Image & Article courtesy : The Indian Express
The answer may lie in the political economy of agriculture, which, in turn, is a product of the interplay of three major forces: a) the situation in the factor markets (land, labour and capital); b) the role of rural commercial capital; and c) globalisation. Let me briefly explain each of these elements — how they mutually clash and generate the friction, slowing down reform in agriculture.

The factor markets in agriculture represent some of the most frozen parts of our economy, where time seems to have stood still since roughly the first decade after Independence. In the case of land, tenancies were abolished along with dismantling of the zamindari system in practically all states by the 1950s. But the result is that informal tenancies flourish and with no legal protection to tenants. There is data showing that the majority of farmers leasing in land now are small and marginal cultivators, who together constitute some 85 per cent of all holdings. The absence of a legal land lease market has hurt these cultivators the most. Lack of tenancy documentation deprives them of access to subsidised formal crop credit, insurance, power and other inputs, while restricting their ability to absorb new productivity-enhancing technologies.

Coming to labour, while this is an area generally seen to be fraught with high risks for reform, the situation of rural labour markets is all the more primitive. While governments have promoted the use of modern technology in seeds and other inputs, they have shied away from unleashing the full power of farm mechanisation. While the underlying motive may be the fear of displacing labour – not borne out on the ground, where the reality is one of growing scarcity and non-availability during the peak agricultural season – the ultimate cost has been farm productivity: Our yields in most crops are around half of China’s. Small and marginal cultivators have again been the worst sufferers. They cannot hope to own modern farm equipment and are also unable to access these in the absence of custom hiring centres.

With regard to capital, the Situational Survey of Agriculture for 2013 revealed that only 60 per cent farmers could avail of credit from formal financial institutions, whether banks or cooperative credit societies. In the case of small and marginal farmers, about 85 per cent are still dependent on the village moneylender and informal credit markets, where interest rates start at 24 per cent per annum. No wonder, the survey also showed 52 per cent of all agricultural households in India to be indebted, with Andhra Pradesh (92.9 per cent), Telangana (89.1 per cent) and Tamil Nadu (82.5 per cent) topping the charts.

Linked to these is the role of the other two elements. The stark reality is that rural commercial capital — personified by the large landowner, the moneylender and the mandi commission agent/trader — still dominates the farm credit sector. This form of capital is inherently risk-averse, only seeking to reproduce itself. It courts political patronage to resist any reform or entry of competitors. The entrenched power of rural commercial capital probably explains how even the most tentative and limited of marketing reforms, initiated now and then, have got thwarted in most states.

The impact of globalisation, too, needs to be looked at against this backdrop of rigid factor markets and primitive rural commercial capital.
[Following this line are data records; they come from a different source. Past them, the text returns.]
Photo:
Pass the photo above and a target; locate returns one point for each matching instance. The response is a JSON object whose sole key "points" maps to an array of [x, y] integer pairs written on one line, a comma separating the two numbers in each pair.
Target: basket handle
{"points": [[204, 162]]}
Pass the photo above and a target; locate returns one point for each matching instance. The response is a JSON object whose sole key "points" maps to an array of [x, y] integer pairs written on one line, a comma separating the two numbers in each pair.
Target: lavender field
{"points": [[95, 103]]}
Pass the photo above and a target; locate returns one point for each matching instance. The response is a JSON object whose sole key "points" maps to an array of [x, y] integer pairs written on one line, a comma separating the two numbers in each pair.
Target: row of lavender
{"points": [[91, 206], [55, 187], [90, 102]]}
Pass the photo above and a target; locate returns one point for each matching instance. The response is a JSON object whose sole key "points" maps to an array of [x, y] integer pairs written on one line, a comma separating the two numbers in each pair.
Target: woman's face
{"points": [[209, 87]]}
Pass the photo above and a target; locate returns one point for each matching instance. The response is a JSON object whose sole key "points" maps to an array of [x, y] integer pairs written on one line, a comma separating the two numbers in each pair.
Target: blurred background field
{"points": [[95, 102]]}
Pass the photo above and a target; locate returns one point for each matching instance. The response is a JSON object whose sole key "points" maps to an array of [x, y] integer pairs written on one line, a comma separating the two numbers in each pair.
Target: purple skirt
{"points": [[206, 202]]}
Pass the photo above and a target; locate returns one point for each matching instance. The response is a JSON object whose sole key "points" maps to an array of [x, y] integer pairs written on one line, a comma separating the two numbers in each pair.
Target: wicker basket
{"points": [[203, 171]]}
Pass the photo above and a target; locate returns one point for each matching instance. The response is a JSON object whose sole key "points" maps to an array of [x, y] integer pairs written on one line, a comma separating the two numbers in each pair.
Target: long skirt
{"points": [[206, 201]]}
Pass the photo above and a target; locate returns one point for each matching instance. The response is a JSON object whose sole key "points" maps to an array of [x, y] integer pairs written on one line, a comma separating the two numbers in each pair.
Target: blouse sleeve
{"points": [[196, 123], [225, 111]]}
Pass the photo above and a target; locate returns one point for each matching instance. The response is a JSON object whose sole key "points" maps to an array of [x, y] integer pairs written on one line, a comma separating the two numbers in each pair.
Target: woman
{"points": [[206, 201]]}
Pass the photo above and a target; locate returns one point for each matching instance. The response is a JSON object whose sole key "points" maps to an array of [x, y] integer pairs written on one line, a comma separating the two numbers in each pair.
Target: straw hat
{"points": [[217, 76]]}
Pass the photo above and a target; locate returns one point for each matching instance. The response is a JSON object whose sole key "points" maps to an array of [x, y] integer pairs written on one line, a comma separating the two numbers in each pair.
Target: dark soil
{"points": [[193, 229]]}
Integration of a few commodities such as cotton, soyabean, rice and high-value fruits and vegetables into global value chains has exposed large number of farm households to price volatility and risks, which they can neither understand nor control. More importantly, the safeguards and instruments available to producers in more developed markets — futures, hedging or even risk insurance — aren’t accessible to farmers here. The result can be widespread distress (as in the case of cotton when it went through a global downturn after 2013), fuelling the notion that all reform in agriculture is risky and dangerous.

China’s example shows that reforms in the primary sector have to begin with the basic factor markets. The farming community must taste the benefits of reforms first in its immediate neighbourhood — through easier land leasing laws, affordable and timely credit and other financial services, and also access to inputs, mechanisation and transparent markets. That would help build a constituency to support a larger and longer term agenda for reform in agriculture, including rationalisation of subsidies. Policy makers seeking quick solutions through ad hoc, surface-level interventions will only come to grief.